Smith Elected AAAS Fellow
Recognized for contributions to bioinformatics and computational biology
Professor Emeritus Temple Smith (BME) has been elected a Fellow of the American Association for the Advancement of Science (AAAS), the world’s largest general scientific society. AAAS Fellows are elected from the organization’s membership for their distinguished contributions to science and technology.
“This is an unexpected honor—to be recognized by such a national scientific organization, given the many known past-inducted Fellows—and is a bit humbling,” Smith said.
Smith, a leader in bioinformatics and computational biology, was elected as a member of AAAS’ Section on Biological Sciences. He will be among the newly elected Fellows recognized at the AAAS Annual Meeting in Washington, DC, in February.
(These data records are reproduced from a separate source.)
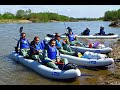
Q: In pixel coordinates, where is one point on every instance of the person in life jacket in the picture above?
(86, 32)
(52, 56)
(64, 47)
(73, 40)
(23, 45)
(102, 32)
(36, 49)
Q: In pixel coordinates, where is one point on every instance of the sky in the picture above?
(76, 11)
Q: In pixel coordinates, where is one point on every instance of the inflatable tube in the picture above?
(96, 37)
(84, 49)
(46, 71)
(88, 62)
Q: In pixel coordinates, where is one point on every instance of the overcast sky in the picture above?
(76, 11)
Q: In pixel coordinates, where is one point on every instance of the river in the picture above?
(12, 73)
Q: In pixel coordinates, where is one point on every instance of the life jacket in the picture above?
(24, 43)
(71, 37)
(58, 44)
(43, 44)
(38, 46)
(52, 52)
(102, 32)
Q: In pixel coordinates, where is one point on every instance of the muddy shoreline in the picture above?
(114, 77)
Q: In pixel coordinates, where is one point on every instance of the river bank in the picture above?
(14, 21)
(114, 77)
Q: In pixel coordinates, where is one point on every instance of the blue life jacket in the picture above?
(58, 44)
(24, 44)
(71, 37)
(52, 52)
(38, 46)
(43, 44)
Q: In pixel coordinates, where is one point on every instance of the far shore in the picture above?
(14, 21)
(28, 21)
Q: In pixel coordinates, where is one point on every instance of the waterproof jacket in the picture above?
(23, 44)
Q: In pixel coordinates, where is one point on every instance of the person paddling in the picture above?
(36, 49)
(52, 56)
(23, 45)
(63, 47)
(73, 39)
(102, 32)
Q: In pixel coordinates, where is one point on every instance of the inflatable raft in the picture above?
(95, 36)
(88, 62)
(104, 50)
(46, 71)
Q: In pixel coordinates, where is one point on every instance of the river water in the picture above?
(12, 73)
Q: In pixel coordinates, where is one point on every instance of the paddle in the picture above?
(21, 29)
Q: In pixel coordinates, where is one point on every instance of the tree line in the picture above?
(41, 16)
(34, 17)
(49, 16)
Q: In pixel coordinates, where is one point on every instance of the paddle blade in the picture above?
(21, 29)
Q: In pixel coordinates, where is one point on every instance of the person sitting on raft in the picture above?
(23, 45)
(86, 32)
(73, 39)
(36, 49)
(102, 32)
(63, 47)
(52, 56)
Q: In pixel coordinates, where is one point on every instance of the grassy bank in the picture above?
(14, 21)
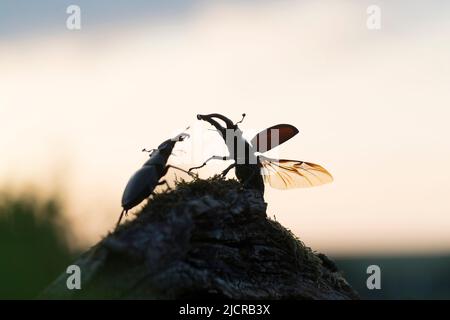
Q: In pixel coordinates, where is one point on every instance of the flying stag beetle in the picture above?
(142, 183)
(252, 169)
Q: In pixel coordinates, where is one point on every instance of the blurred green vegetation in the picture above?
(402, 277)
(33, 251)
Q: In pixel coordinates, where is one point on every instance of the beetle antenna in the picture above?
(240, 121)
(149, 151)
(120, 217)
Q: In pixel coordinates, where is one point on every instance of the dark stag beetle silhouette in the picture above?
(252, 169)
(144, 181)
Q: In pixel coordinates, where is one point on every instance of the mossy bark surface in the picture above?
(204, 239)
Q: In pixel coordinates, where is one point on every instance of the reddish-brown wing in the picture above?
(286, 174)
(273, 136)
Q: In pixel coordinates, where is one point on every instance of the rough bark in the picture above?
(204, 239)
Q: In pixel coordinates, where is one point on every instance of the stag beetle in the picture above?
(144, 181)
(253, 169)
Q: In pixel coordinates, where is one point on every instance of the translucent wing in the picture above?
(273, 136)
(286, 174)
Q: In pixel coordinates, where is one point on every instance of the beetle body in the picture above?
(142, 183)
(254, 169)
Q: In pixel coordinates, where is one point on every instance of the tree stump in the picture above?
(208, 239)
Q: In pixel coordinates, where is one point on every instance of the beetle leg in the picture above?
(164, 182)
(231, 166)
(120, 217)
(211, 158)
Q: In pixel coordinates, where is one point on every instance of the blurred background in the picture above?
(77, 106)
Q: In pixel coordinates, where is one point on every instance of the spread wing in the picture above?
(273, 136)
(286, 174)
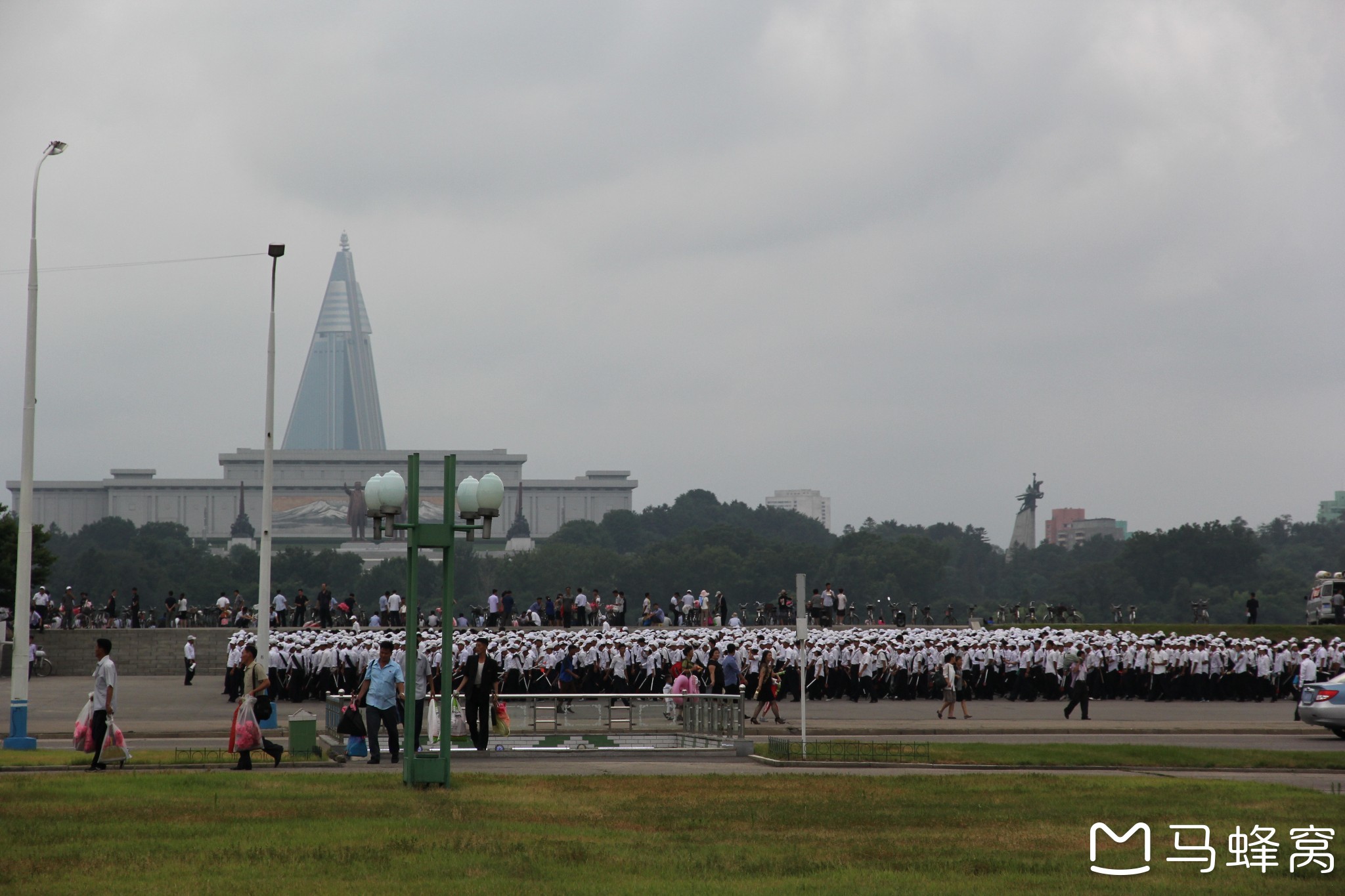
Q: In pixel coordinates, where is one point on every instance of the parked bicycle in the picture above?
(42, 666)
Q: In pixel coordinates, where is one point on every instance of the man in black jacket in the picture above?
(482, 683)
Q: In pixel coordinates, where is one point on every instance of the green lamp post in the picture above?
(474, 500)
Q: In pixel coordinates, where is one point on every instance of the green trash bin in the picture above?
(303, 734)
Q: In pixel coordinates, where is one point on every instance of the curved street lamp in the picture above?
(19, 738)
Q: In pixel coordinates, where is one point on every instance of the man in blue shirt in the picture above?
(730, 664)
(385, 685)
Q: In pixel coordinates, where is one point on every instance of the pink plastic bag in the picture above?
(84, 733)
(245, 734)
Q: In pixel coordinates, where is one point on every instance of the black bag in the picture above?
(351, 723)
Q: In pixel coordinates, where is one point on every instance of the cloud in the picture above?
(903, 253)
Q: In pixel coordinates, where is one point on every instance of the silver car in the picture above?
(1324, 704)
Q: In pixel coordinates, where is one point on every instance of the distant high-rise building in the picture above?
(337, 406)
(1333, 509)
(1076, 532)
(1060, 517)
(806, 501)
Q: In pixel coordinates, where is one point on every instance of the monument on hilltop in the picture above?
(1025, 524)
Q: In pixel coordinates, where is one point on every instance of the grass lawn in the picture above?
(1103, 756)
(1023, 833)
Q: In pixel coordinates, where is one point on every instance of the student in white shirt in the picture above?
(188, 657)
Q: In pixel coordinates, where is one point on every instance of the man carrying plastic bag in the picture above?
(245, 734)
(104, 702)
(482, 681)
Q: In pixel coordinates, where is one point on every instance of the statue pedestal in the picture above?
(380, 551)
(1024, 530)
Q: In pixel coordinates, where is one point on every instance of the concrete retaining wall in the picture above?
(137, 652)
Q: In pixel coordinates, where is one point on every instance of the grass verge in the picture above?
(1110, 756)
(1021, 833)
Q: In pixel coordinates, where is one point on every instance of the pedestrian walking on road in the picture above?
(1078, 687)
(188, 658)
(255, 684)
(482, 684)
(104, 700)
(767, 689)
(385, 685)
(950, 687)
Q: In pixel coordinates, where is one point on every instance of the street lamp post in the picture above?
(19, 738)
(482, 503)
(268, 477)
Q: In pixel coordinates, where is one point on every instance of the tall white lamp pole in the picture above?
(19, 738)
(268, 477)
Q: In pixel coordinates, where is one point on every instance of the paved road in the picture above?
(160, 706)
(669, 763)
(1306, 739)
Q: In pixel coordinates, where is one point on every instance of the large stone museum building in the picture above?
(334, 440)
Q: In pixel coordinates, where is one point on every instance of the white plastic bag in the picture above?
(115, 746)
(432, 721)
(458, 727)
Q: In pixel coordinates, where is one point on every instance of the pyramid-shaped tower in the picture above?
(337, 405)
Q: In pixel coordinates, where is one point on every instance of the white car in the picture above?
(1324, 704)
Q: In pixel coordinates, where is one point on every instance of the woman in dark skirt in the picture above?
(715, 673)
(768, 684)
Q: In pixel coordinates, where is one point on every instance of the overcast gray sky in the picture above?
(907, 254)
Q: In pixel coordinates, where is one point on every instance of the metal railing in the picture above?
(701, 714)
(849, 750)
(713, 714)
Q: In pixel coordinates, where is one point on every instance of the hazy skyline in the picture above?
(906, 254)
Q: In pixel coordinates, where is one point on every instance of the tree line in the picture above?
(749, 554)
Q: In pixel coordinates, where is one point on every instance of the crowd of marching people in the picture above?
(858, 664)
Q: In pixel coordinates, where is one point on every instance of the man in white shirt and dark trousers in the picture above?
(104, 700)
(188, 658)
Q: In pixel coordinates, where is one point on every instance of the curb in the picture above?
(182, 767)
(1153, 770)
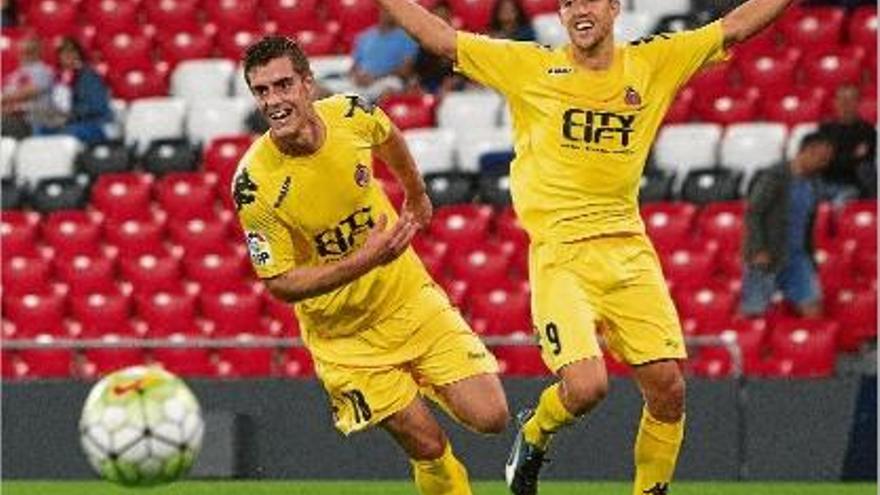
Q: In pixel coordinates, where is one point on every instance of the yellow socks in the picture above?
(550, 415)
(656, 451)
(442, 476)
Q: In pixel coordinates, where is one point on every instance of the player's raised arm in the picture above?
(395, 153)
(429, 30)
(749, 18)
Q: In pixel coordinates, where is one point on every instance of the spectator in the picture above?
(82, 94)
(434, 73)
(27, 100)
(853, 170)
(778, 245)
(383, 61)
(510, 21)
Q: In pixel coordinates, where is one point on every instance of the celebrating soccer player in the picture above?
(584, 118)
(323, 236)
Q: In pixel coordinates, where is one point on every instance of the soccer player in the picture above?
(584, 118)
(323, 236)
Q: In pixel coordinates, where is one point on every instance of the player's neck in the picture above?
(598, 57)
(305, 142)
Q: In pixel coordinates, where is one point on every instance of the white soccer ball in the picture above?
(141, 426)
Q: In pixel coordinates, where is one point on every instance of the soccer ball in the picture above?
(141, 426)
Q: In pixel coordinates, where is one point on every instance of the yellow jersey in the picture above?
(581, 137)
(316, 209)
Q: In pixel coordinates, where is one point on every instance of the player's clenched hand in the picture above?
(419, 206)
(383, 244)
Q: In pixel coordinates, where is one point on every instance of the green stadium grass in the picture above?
(404, 488)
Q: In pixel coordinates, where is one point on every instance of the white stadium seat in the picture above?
(39, 157)
(471, 145)
(204, 78)
(149, 119)
(476, 109)
(7, 156)
(752, 146)
(210, 118)
(683, 147)
(796, 136)
(432, 149)
(549, 30)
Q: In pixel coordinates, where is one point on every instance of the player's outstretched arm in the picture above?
(381, 246)
(429, 30)
(395, 153)
(750, 18)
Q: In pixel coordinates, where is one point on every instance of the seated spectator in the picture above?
(433, 73)
(383, 61)
(853, 171)
(510, 21)
(82, 95)
(27, 93)
(778, 245)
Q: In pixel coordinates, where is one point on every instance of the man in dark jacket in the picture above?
(779, 220)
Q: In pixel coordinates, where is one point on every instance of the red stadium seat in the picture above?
(136, 237)
(802, 348)
(707, 308)
(138, 83)
(462, 226)
(792, 106)
(172, 16)
(296, 15)
(19, 233)
(150, 273)
(73, 232)
(35, 314)
(23, 275)
(216, 272)
(282, 320)
(475, 14)
(123, 196)
(199, 236)
(243, 362)
(185, 45)
(185, 361)
(187, 195)
(814, 26)
(411, 110)
(103, 361)
(501, 312)
(521, 360)
(168, 313)
(45, 363)
(722, 223)
(669, 224)
(680, 109)
(52, 17)
(113, 16)
(829, 67)
(87, 274)
(233, 313)
(482, 267)
(862, 27)
(296, 362)
(127, 51)
(728, 106)
(102, 314)
(231, 15)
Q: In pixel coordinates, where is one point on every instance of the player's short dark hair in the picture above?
(271, 47)
(816, 138)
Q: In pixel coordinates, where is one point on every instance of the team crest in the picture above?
(361, 175)
(632, 97)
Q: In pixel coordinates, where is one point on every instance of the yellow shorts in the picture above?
(443, 350)
(613, 285)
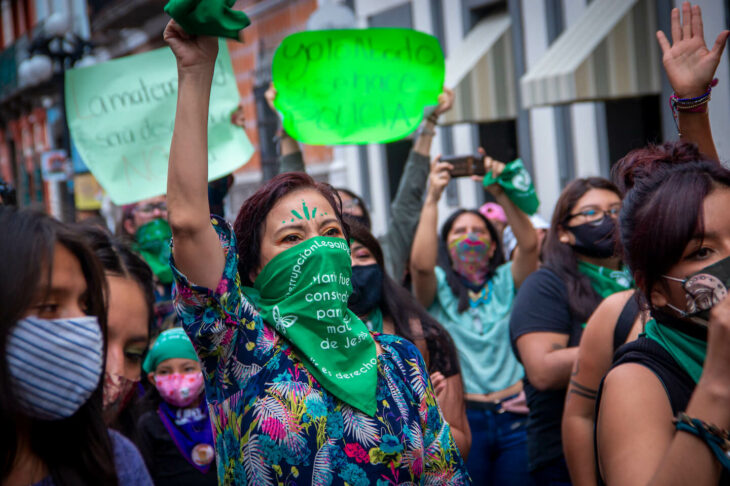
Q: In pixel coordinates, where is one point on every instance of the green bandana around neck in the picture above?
(152, 242)
(689, 352)
(374, 320)
(215, 18)
(303, 293)
(517, 184)
(606, 281)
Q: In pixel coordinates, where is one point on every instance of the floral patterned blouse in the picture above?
(273, 423)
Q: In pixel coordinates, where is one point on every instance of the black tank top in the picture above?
(625, 323)
(677, 383)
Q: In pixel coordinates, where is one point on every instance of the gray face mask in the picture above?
(54, 364)
(703, 289)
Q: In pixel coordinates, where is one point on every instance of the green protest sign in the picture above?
(121, 114)
(356, 86)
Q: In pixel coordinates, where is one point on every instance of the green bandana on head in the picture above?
(152, 242)
(173, 343)
(606, 281)
(303, 293)
(517, 184)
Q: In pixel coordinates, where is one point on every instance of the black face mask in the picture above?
(367, 286)
(595, 241)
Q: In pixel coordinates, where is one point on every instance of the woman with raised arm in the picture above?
(662, 414)
(472, 298)
(299, 391)
(690, 67)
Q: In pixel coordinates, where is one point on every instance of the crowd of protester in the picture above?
(292, 345)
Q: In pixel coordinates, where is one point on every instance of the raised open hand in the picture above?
(193, 53)
(690, 66)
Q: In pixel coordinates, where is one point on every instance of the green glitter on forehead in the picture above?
(305, 211)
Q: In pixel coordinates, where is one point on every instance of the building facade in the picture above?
(569, 86)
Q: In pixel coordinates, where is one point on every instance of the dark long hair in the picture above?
(444, 259)
(665, 188)
(249, 224)
(361, 204)
(118, 259)
(401, 307)
(561, 259)
(76, 450)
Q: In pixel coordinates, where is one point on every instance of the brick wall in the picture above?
(260, 40)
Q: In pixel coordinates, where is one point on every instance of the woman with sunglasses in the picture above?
(690, 67)
(580, 269)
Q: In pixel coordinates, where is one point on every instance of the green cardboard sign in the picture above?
(121, 115)
(356, 86)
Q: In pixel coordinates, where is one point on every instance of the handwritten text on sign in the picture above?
(121, 114)
(356, 86)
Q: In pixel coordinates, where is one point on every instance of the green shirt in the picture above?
(481, 333)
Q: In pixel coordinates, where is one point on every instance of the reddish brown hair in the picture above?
(249, 224)
(665, 186)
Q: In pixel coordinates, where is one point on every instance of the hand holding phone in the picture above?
(466, 165)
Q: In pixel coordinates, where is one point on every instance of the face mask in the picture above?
(703, 290)
(595, 240)
(367, 285)
(303, 293)
(54, 364)
(118, 391)
(470, 257)
(152, 241)
(179, 390)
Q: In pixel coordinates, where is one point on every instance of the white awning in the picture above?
(481, 72)
(609, 52)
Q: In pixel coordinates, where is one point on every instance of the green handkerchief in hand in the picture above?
(517, 184)
(214, 18)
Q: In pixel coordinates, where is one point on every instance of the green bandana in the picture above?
(152, 242)
(374, 320)
(215, 18)
(173, 343)
(606, 281)
(689, 352)
(517, 184)
(303, 293)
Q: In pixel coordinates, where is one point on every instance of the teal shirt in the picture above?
(481, 333)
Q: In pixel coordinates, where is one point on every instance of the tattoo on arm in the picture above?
(582, 391)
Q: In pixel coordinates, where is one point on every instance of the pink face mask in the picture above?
(179, 390)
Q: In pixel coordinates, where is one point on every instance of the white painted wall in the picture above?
(542, 120)
(714, 21)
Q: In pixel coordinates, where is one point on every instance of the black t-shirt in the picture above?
(166, 464)
(542, 305)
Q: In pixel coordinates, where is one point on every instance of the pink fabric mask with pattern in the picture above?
(470, 257)
(178, 389)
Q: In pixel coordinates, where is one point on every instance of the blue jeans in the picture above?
(498, 454)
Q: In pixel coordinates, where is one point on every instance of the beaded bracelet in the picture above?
(715, 438)
(697, 104)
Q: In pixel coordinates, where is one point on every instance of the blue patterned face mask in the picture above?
(54, 364)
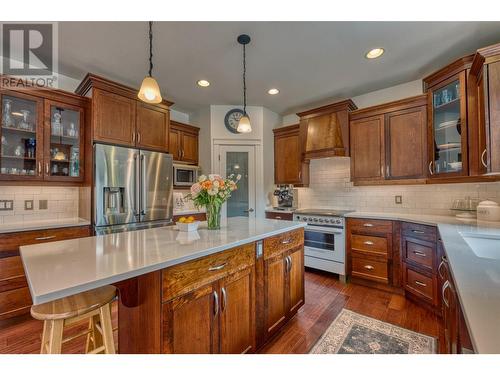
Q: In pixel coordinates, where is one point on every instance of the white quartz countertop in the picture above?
(43, 224)
(477, 279)
(59, 269)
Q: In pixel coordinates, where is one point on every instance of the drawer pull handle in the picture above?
(45, 238)
(216, 303)
(419, 253)
(217, 268)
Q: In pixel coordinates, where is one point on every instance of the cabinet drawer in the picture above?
(419, 284)
(376, 270)
(279, 215)
(370, 244)
(14, 302)
(282, 242)
(186, 277)
(370, 225)
(419, 252)
(423, 232)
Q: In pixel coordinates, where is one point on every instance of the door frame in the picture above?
(259, 205)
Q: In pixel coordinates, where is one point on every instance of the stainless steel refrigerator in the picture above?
(132, 188)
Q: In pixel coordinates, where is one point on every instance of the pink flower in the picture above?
(195, 189)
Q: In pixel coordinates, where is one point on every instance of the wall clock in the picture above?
(232, 119)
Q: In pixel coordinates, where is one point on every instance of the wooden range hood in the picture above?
(324, 131)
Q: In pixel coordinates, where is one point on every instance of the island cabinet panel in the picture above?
(152, 127)
(237, 313)
(190, 322)
(209, 304)
(282, 289)
(113, 118)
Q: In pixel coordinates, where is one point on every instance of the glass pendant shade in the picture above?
(244, 125)
(150, 91)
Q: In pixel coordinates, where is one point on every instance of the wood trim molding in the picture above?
(449, 70)
(347, 105)
(184, 127)
(398, 105)
(91, 81)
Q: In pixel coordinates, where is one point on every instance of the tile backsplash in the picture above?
(330, 187)
(62, 202)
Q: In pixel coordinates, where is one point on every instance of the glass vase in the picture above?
(213, 216)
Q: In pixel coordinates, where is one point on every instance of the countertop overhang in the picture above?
(477, 279)
(60, 269)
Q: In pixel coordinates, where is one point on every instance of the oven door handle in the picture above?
(310, 228)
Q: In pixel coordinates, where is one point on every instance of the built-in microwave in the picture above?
(185, 175)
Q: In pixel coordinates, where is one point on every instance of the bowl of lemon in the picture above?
(187, 224)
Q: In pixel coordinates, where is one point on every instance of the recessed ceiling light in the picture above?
(203, 83)
(374, 53)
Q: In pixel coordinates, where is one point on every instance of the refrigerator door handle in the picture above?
(143, 186)
(136, 186)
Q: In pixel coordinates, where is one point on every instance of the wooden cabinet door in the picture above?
(190, 322)
(367, 148)
(406, 140)
(152, 127)
(237, 312)
(492, 157)
(295, 280)
(275, 304)
(287, 159)
(174, 143)
(113, 118)
(189, 151)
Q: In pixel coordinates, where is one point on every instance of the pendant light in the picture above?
(150, 91)
(244, 123)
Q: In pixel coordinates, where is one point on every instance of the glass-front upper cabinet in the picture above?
(449, 128)
(63, 141)
(21, 133)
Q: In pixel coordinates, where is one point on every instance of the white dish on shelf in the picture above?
(187, 227)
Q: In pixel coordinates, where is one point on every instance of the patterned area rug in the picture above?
(352, 333)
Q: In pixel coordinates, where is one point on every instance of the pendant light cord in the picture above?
(244, 81)
(150, 48)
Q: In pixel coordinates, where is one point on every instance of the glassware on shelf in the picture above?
(74, 162)
(24, 124)
(56, 124)
(7, 119)
(72, 131)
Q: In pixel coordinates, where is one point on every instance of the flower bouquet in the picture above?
(211, 192)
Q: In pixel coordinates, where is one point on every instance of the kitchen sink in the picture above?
(483, 245)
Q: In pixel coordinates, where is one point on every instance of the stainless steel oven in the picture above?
(185, 175)
(324, 240)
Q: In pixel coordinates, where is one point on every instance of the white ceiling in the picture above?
(310, 62)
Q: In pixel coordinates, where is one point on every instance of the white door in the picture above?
(239, 159)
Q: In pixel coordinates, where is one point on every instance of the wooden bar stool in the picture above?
(94, 305)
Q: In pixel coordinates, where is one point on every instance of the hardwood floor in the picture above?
(325, 298)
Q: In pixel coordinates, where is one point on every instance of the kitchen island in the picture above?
(223, 291)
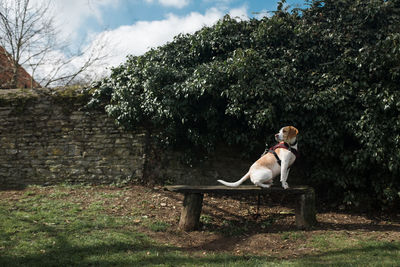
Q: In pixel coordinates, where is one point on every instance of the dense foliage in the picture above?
(332, 70)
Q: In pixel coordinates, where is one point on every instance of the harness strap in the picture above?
(282, 145)
(276, 156)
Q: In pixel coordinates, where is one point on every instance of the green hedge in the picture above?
(331, 69)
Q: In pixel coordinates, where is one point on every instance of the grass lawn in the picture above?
(80, 226)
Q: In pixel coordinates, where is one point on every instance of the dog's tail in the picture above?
(236, 184)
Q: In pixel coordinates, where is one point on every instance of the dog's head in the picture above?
(287, 134)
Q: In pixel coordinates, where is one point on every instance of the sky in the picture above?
(132, 27)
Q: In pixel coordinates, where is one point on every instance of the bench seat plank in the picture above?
(192, 204)
(242, 189)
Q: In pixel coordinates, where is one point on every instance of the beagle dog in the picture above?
(276, 161)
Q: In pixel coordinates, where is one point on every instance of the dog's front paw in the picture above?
(285, 185)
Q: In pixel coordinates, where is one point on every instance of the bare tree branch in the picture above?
(29, 35)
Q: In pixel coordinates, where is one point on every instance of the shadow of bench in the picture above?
(193, 201)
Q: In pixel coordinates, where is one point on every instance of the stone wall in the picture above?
(47, 137)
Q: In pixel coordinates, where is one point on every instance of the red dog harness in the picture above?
(283, 145)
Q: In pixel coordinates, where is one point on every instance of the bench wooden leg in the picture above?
(305, 210)
(190, 216)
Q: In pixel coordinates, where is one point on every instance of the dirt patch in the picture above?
(234, 225)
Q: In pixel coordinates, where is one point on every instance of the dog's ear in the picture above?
(293, 131)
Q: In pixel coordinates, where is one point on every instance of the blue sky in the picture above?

Shortly after earning his PhD in physics at the University of Colorado Boulder, Smith joined the Los Alamos National Laboratory, where he helped found GenBank (the repository of all known DNA sequences) and began applying computational mathematics to biological problems. In the nascent field of bioinformatics, Smith and colleague Michael Waterman of the University of Southern California were among those searching for a reliable mathematical method for identifying segments of DNA, encoding proteins of similar function from different organisms. The resulting Smith-Waterman sequence alignment algorithm became the standard tool underlying most DNA and protein sequence comparison, and their article on the topic remains one of the most referenced papers in molecular biology.
Smith joined the biomedical engineering department faculty in 1991 and established the BioMolecular Engineering Research Center, which focuses on the development and application of computational methods for the analysis and design of biological macromolecules and the reconstruction of their evolutionary history.